Note that since the points of the pair are distinct, then at least one of two things holds: either i1 != i2, or j1 != j2, or both.

Suppose abs(i2-i1) is even (possibly zero), then abs(j2-j1) must be odd, since i2+j2-i1-j1 is odd. Similarly is abs(i2-i1) is odd, then abs(j2-j1) is even.

Without loss of generality, I will demonstrate a construction assuming that abs(i2-i1) is odd, and the same solution can be rotated 90 degrees if abs(i2-i1) is even (since abs(j2-j1) must be odd in that case).

Again without loss of generality, say i1 < i2. Then all rows i < i1 and i > i2 can be covered by horizontal tiles (green in my picture).

Note that in rows i1 and i2, there are now only N-1 cells to be covered. This means that on one side of the cell (i1,j1), there is a gap of an even number of cells (possibly zero), and on the other side there is an odd number of cells.

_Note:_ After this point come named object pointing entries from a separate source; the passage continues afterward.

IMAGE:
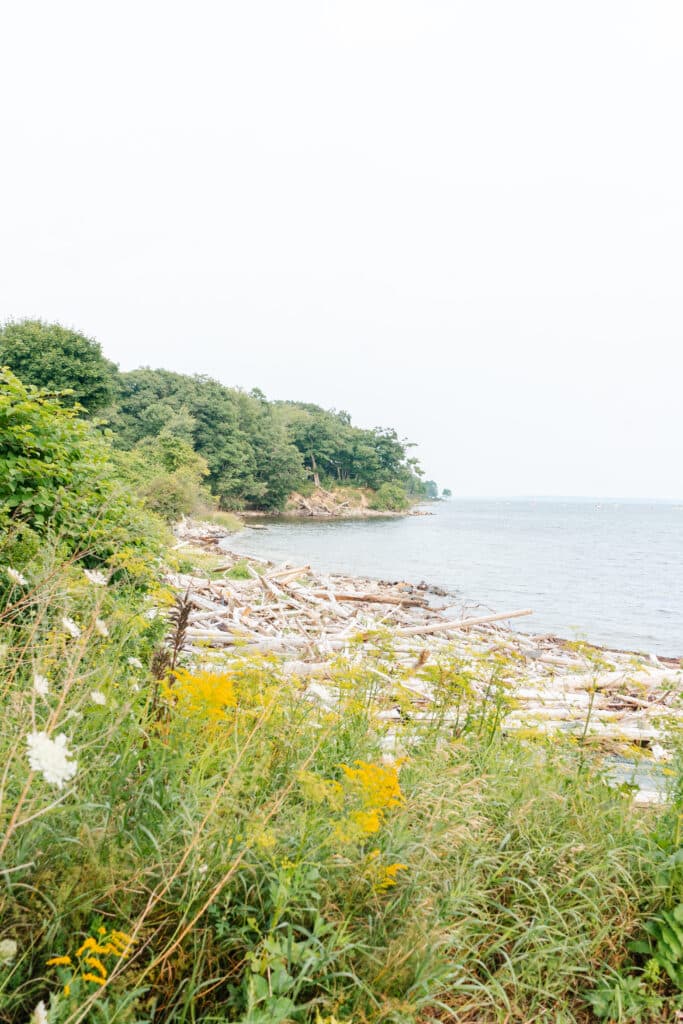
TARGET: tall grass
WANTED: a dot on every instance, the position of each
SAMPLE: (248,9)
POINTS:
(227,851)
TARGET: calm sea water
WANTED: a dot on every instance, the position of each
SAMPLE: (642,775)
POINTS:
(606,571)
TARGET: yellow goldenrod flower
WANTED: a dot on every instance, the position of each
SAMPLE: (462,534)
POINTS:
(389,876)
(93,978)
(58,962)
(97,965)
(368,821)
(377,785)
(206,694)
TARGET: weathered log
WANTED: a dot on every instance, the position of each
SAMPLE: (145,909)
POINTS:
(461,624)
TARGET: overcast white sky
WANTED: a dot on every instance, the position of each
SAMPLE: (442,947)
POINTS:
(462,219)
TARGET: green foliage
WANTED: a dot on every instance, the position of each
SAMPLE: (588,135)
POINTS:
(389,498)
(56,478)
(335,452)
(57,359)
(247,451)
(168,474)
(257,453)
(240,570)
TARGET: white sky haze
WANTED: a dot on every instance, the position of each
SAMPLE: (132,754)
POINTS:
(462,219)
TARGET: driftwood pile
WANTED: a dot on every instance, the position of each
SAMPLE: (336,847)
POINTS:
(545,685)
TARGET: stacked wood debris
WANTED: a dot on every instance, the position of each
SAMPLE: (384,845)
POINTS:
(309,621)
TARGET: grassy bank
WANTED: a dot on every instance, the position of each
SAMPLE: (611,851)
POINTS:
(220,850)
(186,840)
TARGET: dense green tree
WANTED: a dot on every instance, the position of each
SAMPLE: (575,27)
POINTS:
(57,359)
(57,478)
(249,455)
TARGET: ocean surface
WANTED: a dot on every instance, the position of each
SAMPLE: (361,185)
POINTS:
(607,571)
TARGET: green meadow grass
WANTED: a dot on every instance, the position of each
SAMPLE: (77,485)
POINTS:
(227,851)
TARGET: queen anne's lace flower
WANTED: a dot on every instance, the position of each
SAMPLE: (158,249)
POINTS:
(41,685)
(8,949)
(98,579)
(39,1015)
(71,627)
(50,758)
(16,577)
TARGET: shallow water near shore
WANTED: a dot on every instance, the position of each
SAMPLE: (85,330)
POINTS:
(607,571)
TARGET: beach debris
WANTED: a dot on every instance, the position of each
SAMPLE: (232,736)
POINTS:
(311,623)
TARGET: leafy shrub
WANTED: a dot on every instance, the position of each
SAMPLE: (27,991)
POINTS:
(56,478)
(389,498)
(52,357)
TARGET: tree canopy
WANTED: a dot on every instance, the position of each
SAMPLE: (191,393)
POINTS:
(252,453)
(57,359)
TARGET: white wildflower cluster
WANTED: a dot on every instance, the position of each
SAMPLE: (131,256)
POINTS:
(16,577)
(71,627)
(51,758)
(8,949)
(98,579)
(41,685)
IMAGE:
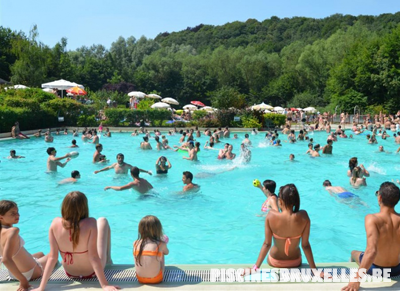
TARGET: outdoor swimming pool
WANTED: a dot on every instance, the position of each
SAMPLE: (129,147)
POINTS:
(221,223)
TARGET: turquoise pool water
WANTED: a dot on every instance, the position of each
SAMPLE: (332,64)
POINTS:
(221,223)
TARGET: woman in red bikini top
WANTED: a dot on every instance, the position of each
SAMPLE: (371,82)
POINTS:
(288,227)
(83,242)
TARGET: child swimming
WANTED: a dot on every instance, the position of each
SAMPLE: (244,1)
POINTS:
(149,250)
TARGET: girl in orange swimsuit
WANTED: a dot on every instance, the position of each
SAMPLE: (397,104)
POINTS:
(21,265)
(149,251)
(83,242)
(287,227)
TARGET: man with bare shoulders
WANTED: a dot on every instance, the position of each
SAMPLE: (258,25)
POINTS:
(139,184)
(120,166)
(53,162)
(187,180)
(192,152)
(383,237)
(98,157)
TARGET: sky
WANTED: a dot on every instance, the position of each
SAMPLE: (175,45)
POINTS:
(88,22)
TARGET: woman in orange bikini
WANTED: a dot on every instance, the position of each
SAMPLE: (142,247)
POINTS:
(287,228)
(83,242)
(149,250)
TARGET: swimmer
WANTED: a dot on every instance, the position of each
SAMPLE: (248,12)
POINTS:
(107,133)
(98,157)
(75,175)
(162,165)
(245,153)
(268,188)
(48,137)
(229,155)
(327,149)
(120,167)
(187,179)
(357,179)
(139,184)
(38,133)
(246,140)
(53,162)
(14,156)
(310,148)
(145,145)
(74,145)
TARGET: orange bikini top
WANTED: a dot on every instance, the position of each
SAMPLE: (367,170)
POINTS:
(288,241)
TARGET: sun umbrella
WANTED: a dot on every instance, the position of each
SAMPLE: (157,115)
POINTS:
(61,85)
(190,107)
(76,91)
(153,96)
(310,109)
(17,87)
(160,105)
(197,103)
(170,100)
(278,109)
(136,94)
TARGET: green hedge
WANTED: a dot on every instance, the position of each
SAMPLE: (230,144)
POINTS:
(116,116)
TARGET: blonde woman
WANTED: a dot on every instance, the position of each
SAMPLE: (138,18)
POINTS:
(83,242)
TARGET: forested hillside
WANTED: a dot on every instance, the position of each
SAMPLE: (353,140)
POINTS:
(341,60)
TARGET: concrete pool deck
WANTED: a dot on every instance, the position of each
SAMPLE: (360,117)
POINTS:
(192,277)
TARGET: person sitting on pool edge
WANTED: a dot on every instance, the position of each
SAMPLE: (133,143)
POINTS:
(139,184)
(187,179)
(383,239)
(163,165)
(288,228)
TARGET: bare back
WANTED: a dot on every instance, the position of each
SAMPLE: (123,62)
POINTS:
(286,225)
(388,242)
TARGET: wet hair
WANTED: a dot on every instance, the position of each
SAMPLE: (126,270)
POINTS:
(327,183)
(290,197)
(150,228)
(5,206)
(188,175)
(49,150)
(389,193)
(135,172)
(74,208)
(270,185)
(353,163)
(74,174)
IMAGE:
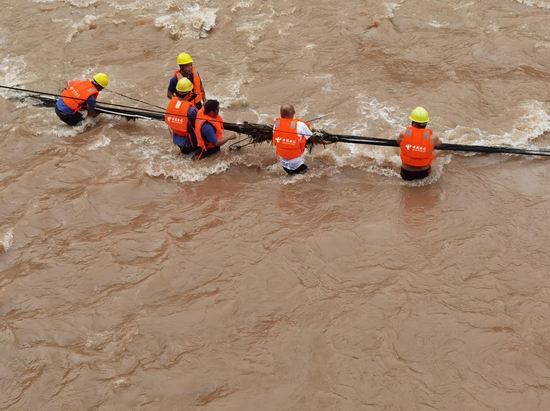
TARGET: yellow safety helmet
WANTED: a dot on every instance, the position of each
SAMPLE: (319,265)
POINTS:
(184,85)
(419,115)
(102,79)
(184,58)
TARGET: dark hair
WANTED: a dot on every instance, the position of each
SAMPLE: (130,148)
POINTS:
(211,105)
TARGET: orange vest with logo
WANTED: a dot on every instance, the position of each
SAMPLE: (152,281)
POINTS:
(176,116)
(77,92)
(196,84)
(285,137)
(202,119)
(416,147)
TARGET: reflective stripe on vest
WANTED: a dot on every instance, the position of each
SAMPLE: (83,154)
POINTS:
(416,147)
(202,119)
(196,84)
(77,92)
(289,144)
(176,116)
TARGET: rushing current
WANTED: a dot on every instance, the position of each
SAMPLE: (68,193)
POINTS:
(133,278)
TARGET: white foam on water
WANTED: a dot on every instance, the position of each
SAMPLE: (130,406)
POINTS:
(13,71)
(6,239)
(542,4)
(81,26)
(241,5)
(103,141)
(83,3)
(185,169)
(533,121)
(255,26)
(191,20)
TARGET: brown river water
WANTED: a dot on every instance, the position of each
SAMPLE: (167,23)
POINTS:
(132,278)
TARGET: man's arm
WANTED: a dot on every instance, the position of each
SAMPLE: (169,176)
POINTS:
(90,105)
(436,142)
(400,138)
(208,133)
(172,87)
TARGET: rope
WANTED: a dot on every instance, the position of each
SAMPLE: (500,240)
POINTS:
(259,133)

In each row, let's cover the even side with horizontal tiles. Since i1 != i2 mod 2, we know j1 = j2 mod 2, so the even gap is on the same side in row i1 as it is in row i2.

On the odd side, use horizontal tiles until the very last cell, then a vertical tile into the next row (either i1+1 or i2-1). Then iteratively fill each row with horizontal tiles until the last cell, with one vertical tile into the subsequent row, and so on. The coverings are blue in my picture. Since the parity of i1 is different to i2, these will eventually meet without conflict.